Big Banks Increase Mortgage Loans

If you are in doubt about a recovery in housing, some economic facts may sway you into believing that at least a sputtering recovery may be happening.

Due to a strong increase in mortgage loans, both JP Morgan Chase and Wells Fargo, recorded significant profits in the last quarter, July – September.

Wells Fargo generated $139 billion in mortgages for the quarter, an increase from a year earlier of $50 billion. Wells Fargo is the nation’s largest mortgage lender with a portfolio three times the size of its nearest competitor.

Each bank stated double digit increases in earnings as a small growth in housing sales begins to take hold.

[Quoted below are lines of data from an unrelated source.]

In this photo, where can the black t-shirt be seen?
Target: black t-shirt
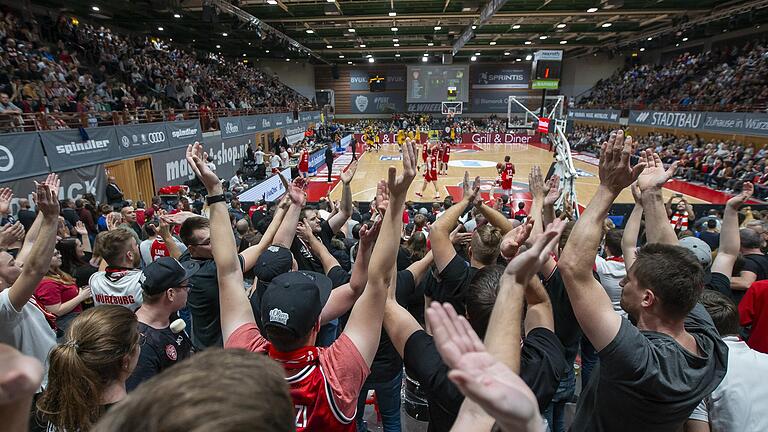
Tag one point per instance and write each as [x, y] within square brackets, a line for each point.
[452, 284]
[542, 365]
[646, 381]
[162, 349]
[203, 303]
[387, 362]
[567, 328]
[304, 257]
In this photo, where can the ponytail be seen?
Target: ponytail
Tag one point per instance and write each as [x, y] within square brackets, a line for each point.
[98, 341]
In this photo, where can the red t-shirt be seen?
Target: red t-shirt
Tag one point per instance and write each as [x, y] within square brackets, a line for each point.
[342, 364]
[50, 292]
[753, 311]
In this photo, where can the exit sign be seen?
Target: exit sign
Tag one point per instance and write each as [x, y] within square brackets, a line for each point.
[545, 84]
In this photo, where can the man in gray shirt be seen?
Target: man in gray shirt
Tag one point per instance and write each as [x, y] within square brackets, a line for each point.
[654, 373]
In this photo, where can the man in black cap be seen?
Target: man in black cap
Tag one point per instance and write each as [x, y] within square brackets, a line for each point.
[165, 285]
[324, 397]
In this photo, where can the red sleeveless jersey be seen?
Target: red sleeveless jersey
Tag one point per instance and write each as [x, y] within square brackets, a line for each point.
[312, 397]
[508, 171]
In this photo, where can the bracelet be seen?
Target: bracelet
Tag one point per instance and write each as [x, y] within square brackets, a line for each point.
[213, 199]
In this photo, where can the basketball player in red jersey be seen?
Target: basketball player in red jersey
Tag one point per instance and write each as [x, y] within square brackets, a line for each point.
[304, 163]
[430, 174]
[446, 156]
[324, 382]
[507, 173]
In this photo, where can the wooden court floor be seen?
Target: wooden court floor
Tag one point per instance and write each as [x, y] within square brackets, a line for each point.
[480, 160]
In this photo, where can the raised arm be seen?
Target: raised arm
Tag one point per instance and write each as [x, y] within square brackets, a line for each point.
[364, 325]
[657, 226]
[632, 229]
[591, 304]
[439, 235]
[345, 208]
[39, 259]
[235, 308]
[730, 242]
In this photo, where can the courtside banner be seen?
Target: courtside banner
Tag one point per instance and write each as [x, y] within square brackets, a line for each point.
[74, 148]
[136, 140]
[21, 155]
[182, 133]
[606, 116]
[498, 138]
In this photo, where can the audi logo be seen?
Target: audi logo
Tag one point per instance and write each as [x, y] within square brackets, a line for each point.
[156, 137]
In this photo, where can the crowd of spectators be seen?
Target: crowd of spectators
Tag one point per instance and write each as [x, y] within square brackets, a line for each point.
[515, 302]
[64, 66]
[729, 77]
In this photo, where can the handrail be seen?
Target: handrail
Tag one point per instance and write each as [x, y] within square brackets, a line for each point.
[31, 122]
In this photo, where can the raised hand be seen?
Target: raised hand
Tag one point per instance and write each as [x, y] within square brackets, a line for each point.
[552, 190]
[615, 172]
[6, 194]
[528, 263]
[47, 201]
[10, 234]
[654, 175]
[197, 158]
[747, 189]
[515, 238]
[480, 376]
[471, 190]
[398, 185]
[347, 175]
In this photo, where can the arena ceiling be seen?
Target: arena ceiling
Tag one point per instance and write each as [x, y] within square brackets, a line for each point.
[402, 31]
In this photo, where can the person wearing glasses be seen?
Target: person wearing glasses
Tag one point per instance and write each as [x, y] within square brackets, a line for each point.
[87, 373]
[165, 286]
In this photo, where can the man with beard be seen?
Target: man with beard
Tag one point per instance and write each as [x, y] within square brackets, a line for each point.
[120, 284]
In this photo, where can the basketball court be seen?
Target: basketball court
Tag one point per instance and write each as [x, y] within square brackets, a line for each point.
[480, 160]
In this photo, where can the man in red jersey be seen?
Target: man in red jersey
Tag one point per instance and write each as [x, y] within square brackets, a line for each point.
[507, 173]
[324, 382]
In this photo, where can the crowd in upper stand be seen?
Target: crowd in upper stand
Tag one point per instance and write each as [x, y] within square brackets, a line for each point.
[728, 77]
[56, 66]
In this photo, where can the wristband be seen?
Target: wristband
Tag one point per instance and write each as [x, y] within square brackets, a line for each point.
[213, 199]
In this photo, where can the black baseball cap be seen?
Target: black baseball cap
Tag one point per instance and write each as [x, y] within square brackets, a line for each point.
[165, 273]
[294, 300]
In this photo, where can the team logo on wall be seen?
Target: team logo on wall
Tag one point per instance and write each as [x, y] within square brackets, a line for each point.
[361, 102]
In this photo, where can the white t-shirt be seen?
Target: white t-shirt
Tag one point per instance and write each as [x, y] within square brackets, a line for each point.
[740, 402]
[26, 330]
[119, 288]
[611, 271]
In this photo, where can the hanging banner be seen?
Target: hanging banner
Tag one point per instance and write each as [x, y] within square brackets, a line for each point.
[21, 155]
[74, 184]
[182, 133]
[67, 149]
[140, 139]
[609, 116]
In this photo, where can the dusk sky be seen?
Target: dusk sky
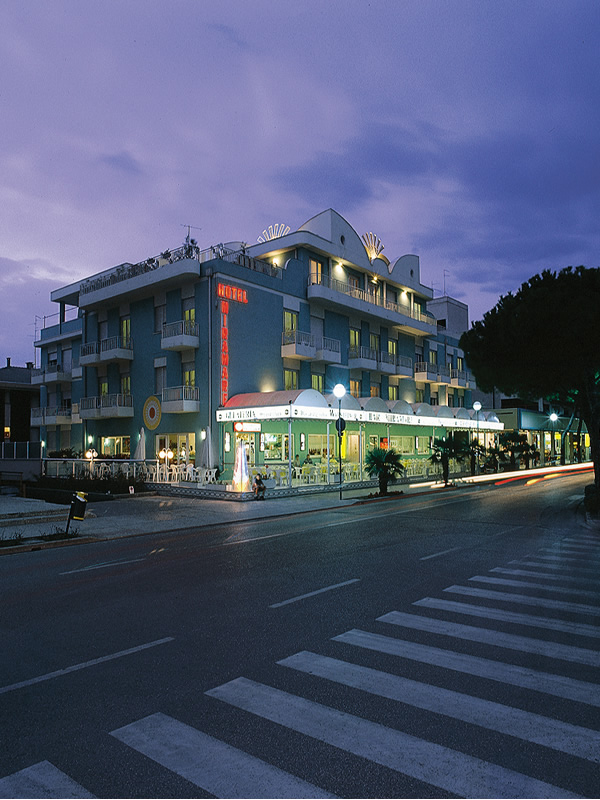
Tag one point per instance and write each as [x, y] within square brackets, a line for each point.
[464, 132]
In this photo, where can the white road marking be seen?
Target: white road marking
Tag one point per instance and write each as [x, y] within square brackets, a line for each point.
[523, 599]
[102, 566]
[525, 725]
[41, 780]
[496, 638]
[510, 616]
[212, 765]
[524, 677]
[84, 665]
[564, 576]
[432, 763]
[312, 594]
[533, 585]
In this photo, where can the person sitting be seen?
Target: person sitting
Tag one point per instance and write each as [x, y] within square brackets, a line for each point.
[258, 487]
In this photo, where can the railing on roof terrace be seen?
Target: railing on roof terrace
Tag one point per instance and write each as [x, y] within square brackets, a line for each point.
[373, 298]
[125, 271]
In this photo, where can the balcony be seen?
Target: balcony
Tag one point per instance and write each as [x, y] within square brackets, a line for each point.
[107, 406]
[181, 335]
[114, 348]
[328, 351]
[362, 358]
[181, 400]
[52, 415]
[341, 295]
[458, 377]
[404, 368]
[296, 344]
[51, 373]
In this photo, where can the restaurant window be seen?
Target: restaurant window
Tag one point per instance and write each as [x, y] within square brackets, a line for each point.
[114, 446]
[276, 446]
[317, 446]
[316, 271]
[290, 379]
[405, 445]
[290, 321]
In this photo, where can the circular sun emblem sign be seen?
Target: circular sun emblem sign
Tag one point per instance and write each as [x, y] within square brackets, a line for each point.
[152, 412]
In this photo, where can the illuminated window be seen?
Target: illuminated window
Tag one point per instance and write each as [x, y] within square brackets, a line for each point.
[126, 384]
[189, 376]
[290, 321]
[125, 331]
[290, 379]
[316, 271]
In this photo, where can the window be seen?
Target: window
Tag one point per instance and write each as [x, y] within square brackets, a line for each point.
[160, 379]
[290, 321]
[160, 317]
[316, 271]
[125, 331]
[290, 379]
[188, 375]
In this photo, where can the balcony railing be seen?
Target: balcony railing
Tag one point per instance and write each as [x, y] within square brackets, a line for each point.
[374, 298]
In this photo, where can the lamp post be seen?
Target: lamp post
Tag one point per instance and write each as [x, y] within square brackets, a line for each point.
[477, 409]
[553, 418]
[339, 391]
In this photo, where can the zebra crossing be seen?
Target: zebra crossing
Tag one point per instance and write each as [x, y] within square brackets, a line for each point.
[439, 634]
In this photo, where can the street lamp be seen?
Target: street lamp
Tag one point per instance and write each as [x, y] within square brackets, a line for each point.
[477, 409]
[553, 418]
[339, 391]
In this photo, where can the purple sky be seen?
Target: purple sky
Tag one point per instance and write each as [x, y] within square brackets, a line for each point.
[465, 132]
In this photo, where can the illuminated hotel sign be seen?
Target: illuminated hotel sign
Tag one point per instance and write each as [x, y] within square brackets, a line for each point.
[226, 294]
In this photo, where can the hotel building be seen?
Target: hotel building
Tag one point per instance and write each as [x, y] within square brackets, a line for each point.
[241, 342]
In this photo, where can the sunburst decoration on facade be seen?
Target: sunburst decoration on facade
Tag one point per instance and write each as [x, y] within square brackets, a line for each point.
[374, 247]
[274, 232]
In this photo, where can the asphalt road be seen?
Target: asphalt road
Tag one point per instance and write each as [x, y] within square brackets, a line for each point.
[426, 646]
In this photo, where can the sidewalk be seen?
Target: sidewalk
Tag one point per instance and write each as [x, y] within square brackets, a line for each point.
[142, 514]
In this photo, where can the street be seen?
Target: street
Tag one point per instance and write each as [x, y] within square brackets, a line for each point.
[434, 645]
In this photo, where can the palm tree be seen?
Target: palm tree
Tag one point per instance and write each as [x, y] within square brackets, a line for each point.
[385, 464]
[445, 449]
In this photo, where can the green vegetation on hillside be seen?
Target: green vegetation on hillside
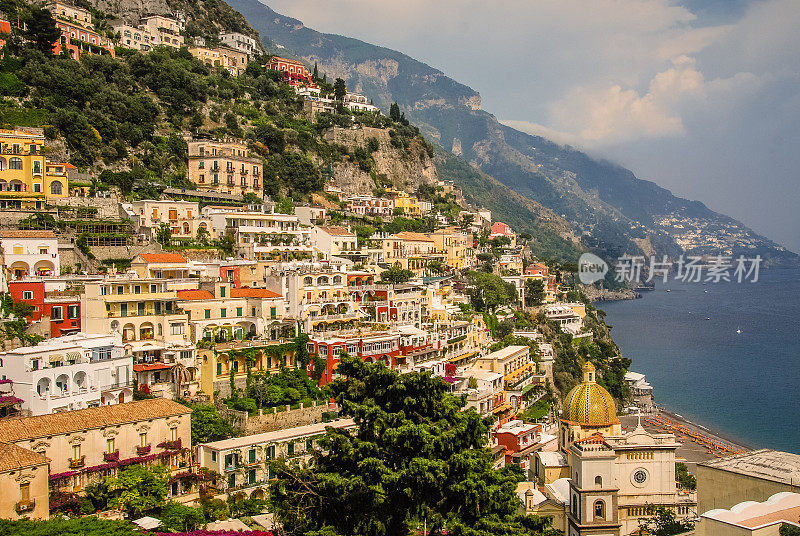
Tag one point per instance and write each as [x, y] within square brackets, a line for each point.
[414, 460]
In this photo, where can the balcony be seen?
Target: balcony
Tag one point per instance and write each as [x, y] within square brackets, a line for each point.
[25, 506]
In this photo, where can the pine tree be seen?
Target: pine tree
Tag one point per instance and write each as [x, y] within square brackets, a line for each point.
[394, 112]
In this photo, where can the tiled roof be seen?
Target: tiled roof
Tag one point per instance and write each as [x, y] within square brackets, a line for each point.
[195, 295]
[253, 293]
[27, 234]
[13, 457]
[82, 419]
[164, 257]
[418, 237]
[337, 231]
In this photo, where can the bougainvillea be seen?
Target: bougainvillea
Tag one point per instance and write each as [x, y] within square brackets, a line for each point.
[203, 532]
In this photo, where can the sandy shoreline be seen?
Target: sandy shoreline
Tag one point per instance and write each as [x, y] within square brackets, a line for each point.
[695, 439]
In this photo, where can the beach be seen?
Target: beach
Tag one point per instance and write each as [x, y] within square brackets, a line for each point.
[698, 443]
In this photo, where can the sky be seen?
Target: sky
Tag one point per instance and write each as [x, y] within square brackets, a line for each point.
[700, 96]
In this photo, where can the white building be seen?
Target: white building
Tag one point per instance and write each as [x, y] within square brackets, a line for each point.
[359, 103]
[163, 30]
[244, 462]
[30, 253]
[334, 242]
[133, 36]
[72, 372]
[240, 42]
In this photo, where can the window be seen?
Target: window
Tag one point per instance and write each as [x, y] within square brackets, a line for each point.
[599, 509]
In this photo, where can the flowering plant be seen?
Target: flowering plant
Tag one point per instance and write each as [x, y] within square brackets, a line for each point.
[204, 532]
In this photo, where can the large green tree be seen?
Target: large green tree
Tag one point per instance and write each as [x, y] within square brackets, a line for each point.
[488, 291]
[41, 29]
[139, 488]
[414, 458]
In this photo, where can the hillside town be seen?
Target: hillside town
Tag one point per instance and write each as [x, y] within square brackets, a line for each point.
[201, 345]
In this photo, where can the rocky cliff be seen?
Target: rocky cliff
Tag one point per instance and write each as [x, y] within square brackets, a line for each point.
[607, 206]
[402, 169]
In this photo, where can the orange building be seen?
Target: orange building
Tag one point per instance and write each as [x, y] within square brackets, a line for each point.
[76, 40]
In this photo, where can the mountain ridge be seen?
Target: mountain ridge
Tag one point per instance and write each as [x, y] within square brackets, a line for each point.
[611, 209]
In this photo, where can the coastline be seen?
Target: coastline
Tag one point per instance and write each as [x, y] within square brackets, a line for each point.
[691, 452]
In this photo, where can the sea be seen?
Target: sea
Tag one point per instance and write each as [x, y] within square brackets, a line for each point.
[745, 386]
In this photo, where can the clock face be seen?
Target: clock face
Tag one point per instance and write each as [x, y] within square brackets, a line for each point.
[640, 476]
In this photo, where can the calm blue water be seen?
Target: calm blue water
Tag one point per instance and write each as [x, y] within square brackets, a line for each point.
[746, 385]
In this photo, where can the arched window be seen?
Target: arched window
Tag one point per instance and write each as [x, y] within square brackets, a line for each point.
[599, 509]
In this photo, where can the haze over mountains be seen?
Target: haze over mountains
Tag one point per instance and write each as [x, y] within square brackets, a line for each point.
[606, 206]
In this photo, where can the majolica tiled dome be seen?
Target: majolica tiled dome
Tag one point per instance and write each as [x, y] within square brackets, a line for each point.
[590, 404]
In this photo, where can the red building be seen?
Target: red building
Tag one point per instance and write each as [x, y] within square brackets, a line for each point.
[520, 440]
[370, 347]
[5, 28]
[294, 72]
[501, 229]
[76, 40]
[63, 311]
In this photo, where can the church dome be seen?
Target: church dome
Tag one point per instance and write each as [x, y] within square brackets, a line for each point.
[589, 403]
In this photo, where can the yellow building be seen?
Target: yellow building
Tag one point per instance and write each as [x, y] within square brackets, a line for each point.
[24, 183]
[411, 251]
[231, 60]
[409, 205]
[225, 167]
[24, 483]
[77, 442]
[455, 246]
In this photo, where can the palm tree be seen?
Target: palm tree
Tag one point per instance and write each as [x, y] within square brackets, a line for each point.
[180, 376]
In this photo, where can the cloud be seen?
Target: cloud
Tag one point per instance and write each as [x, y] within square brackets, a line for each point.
[612, 113]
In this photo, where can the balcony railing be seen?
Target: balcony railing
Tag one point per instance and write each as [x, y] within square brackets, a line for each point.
[25, 506]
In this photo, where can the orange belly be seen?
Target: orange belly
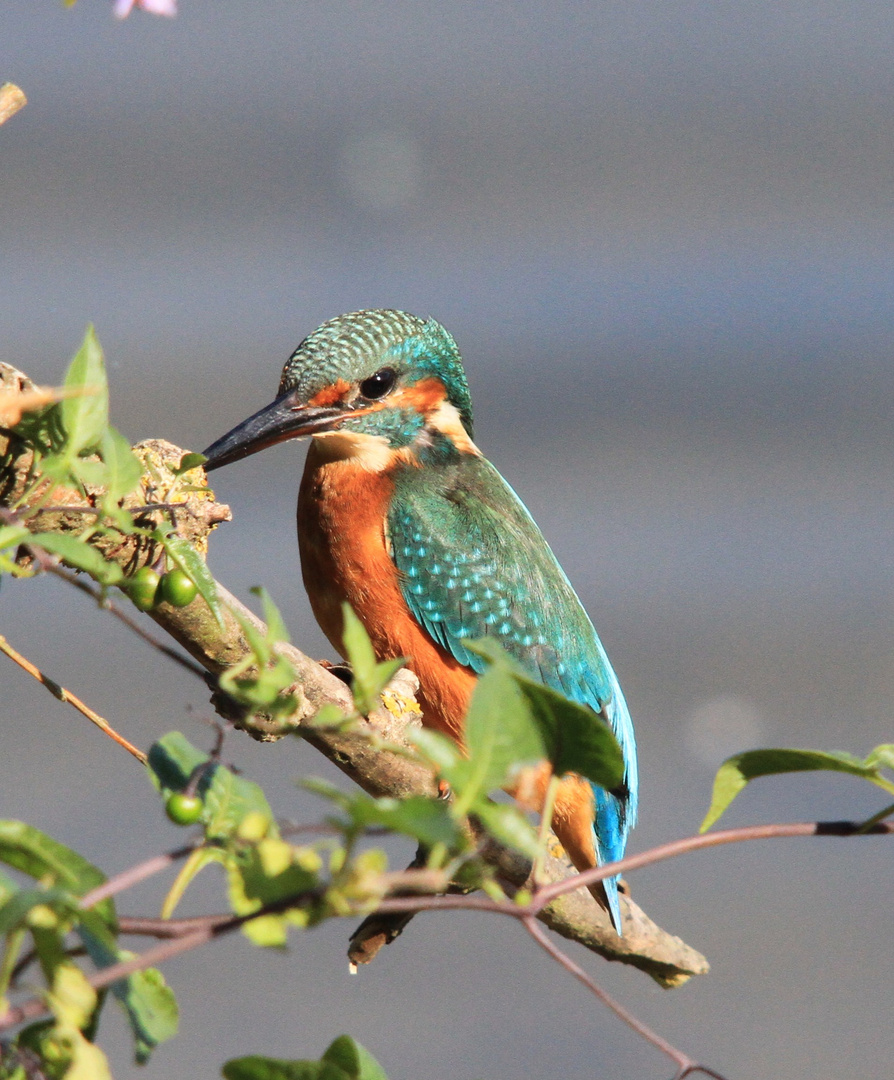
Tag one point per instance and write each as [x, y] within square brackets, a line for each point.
[342, 541]
[341, 538]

The current environment of historically low interest rates, quantitative easing by the Federal Reserve* and an overnight fed funds rate of zero have certainly contributed to the turnaround.*

In September, the Fed announced it would start buying $40 billion of mortgage bonds per month. This statement has helped drop interest rates and spurred a wave of new buying.* Seeing that the economic situation is changing, the Federal Reserve is doing what it can to push the recovery further.

*Financial concepts:

  • Quantitative easing is aimed at reducing interest rates through the Fed buying Treasury bonds in the open market. The influx of cash to financial institutions increases reserves that compel them to lend out the money, thus more supply and hence a lowering of interest rates.
  • The overnight rate for banks to borrow from the Fed is now zero, this means banks may utilize funds for their operations at no interest. The general interest rate for loans goes up or down depending on the base level set by the overnight rate. So today, general interest rates are quite low, abnormally low. The average 30-year fixed rate loan is currently at 3.39 %. Last year at this time, the average rate was at 4.12%
  • The buying of mortgage backed securities from Fannie Mae and Freddie Mac, like quantitative easing should put more cash into the market. The idea is that investors having sold their holdings to the Fed might now take their cash and invest in housing or buying foreclosed properties, and this would increase prices of homes in the market, returning health to the industry, and increasing mortgage loans and the health of banks.